In "Milestone" (also known as "Meel Patthar"), Ghalib doesn't give in to rage. Rather, he seems withdrawn in a shell even when he is in a crowd. It is a shell that Pash (Lakshvir Saran), a new young recruit at the transport company, tries to crack. Pash is almost star-struck by Ghalib, but the latter has no doubt that the youngster has been assigned as his helper because the owners plan to eventually replace him some day. The situation is a silent comment on how the employer is increasingly becoming an expendable asset, no matter the dedication shown.
For Ghalib, his struggle to survive life's ruthless vagaries is compounded by the fact that he mostly always tries to keep everyone happy by doing the right thing. It is apparent in the way he gives in without much of a debate when he is directed by the 'mukhia' of his 'pind' to "compensate" his in-laws for the death of his wife. The loss of his wife is the plot point that singularly drives the melancholy about Ghalib's existence, we will gradually realise as the screenplay moves.

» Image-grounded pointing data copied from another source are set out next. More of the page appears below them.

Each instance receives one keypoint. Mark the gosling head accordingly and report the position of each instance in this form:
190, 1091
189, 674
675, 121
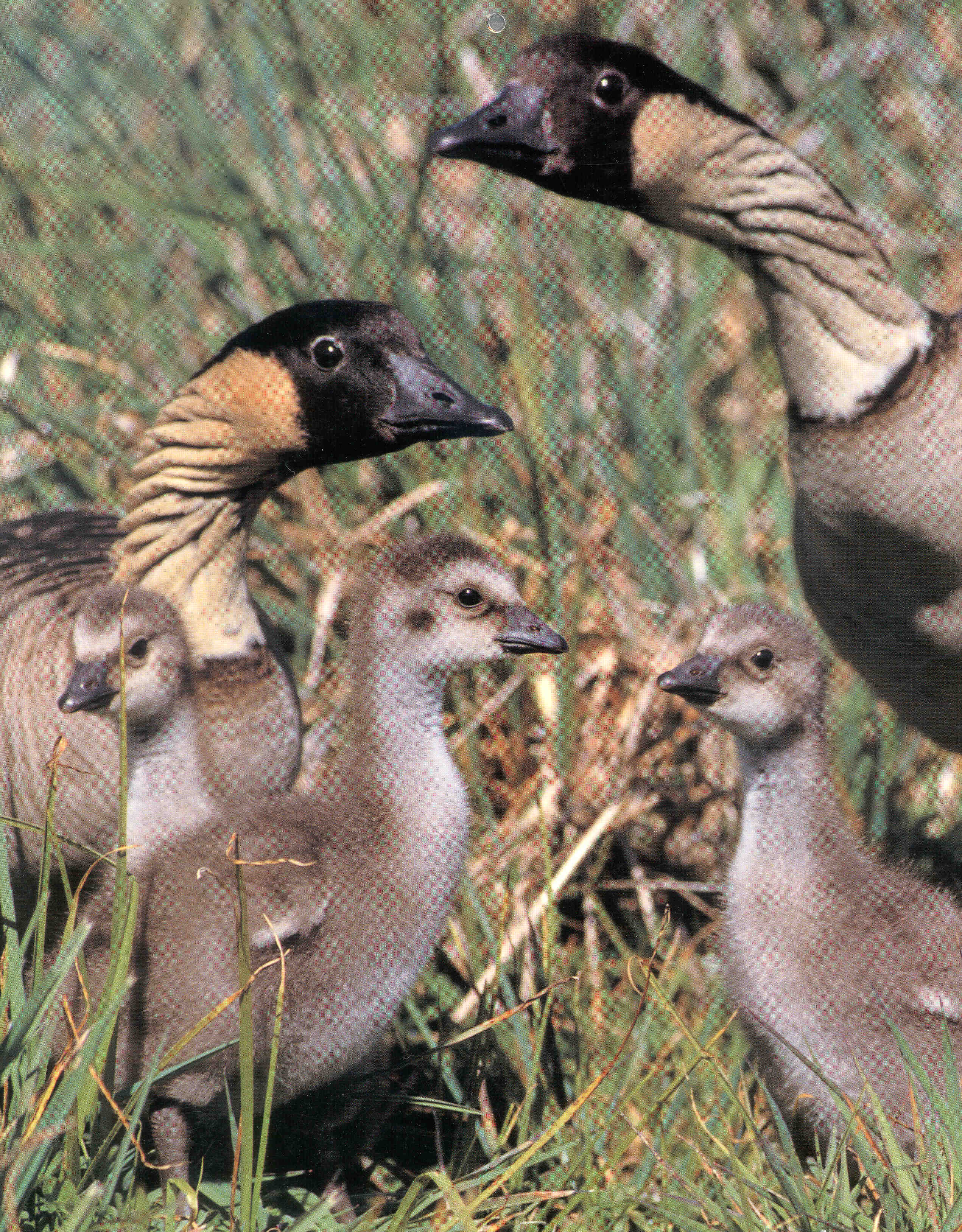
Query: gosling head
758, 673
157, 656
573, 117
443, 604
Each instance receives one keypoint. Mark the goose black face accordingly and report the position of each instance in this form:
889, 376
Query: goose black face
364, 382
565, 116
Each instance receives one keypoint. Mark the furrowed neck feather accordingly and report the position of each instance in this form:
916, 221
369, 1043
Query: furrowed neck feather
842, 324
168, 788
206, 466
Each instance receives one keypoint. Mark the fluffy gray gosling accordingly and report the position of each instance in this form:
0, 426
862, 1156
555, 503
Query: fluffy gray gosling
369, 863
820, 939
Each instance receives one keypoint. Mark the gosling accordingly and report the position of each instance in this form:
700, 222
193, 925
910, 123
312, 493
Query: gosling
369, 864
820, 939
169, 768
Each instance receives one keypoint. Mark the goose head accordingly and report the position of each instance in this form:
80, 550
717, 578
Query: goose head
758, 673
441, 603
157, 657
332, 381
574, 116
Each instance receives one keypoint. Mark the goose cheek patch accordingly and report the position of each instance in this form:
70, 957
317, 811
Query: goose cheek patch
420, 620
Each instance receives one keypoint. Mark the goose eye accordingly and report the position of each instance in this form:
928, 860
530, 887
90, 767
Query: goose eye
612, 89
327, 354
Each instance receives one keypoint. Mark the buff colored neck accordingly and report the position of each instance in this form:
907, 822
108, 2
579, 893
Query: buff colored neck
842, 324
205, 468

Interestingly, Ayr never shows the two women who dominate Ghalib's mind space. We hear a lot about his late wife Etali, a Sikkimese woman for whom he sacrificed his preferred village life to move into a minuscule big-city flat, but the writer-director avoids using any flashback device to actually show us the character. Rather, he lets us form an impression of Etali from conversations around her. The second woman is Pash's sister, who supports her young sibling. We hear her voice over the phone, but never see her on screen. Pash's request to Ghalib that he marry his sister has an interesting outcome -- it is met with the only spot of aggression we will get to see about Ghalib in the entire film. Yet Ghalib' story, despite its dreary essence, leaves us on a note of hope and warmth, as he accidentally happens to converse with Pash's sister over the phone.
"Milestone" is nuanced cinema. The film demands an amount of participation on the part of the viewer, as layered storytelling draws you into Ghalib's intricate world of silences. It is your film if you cherish aesthetics of the moving pictures.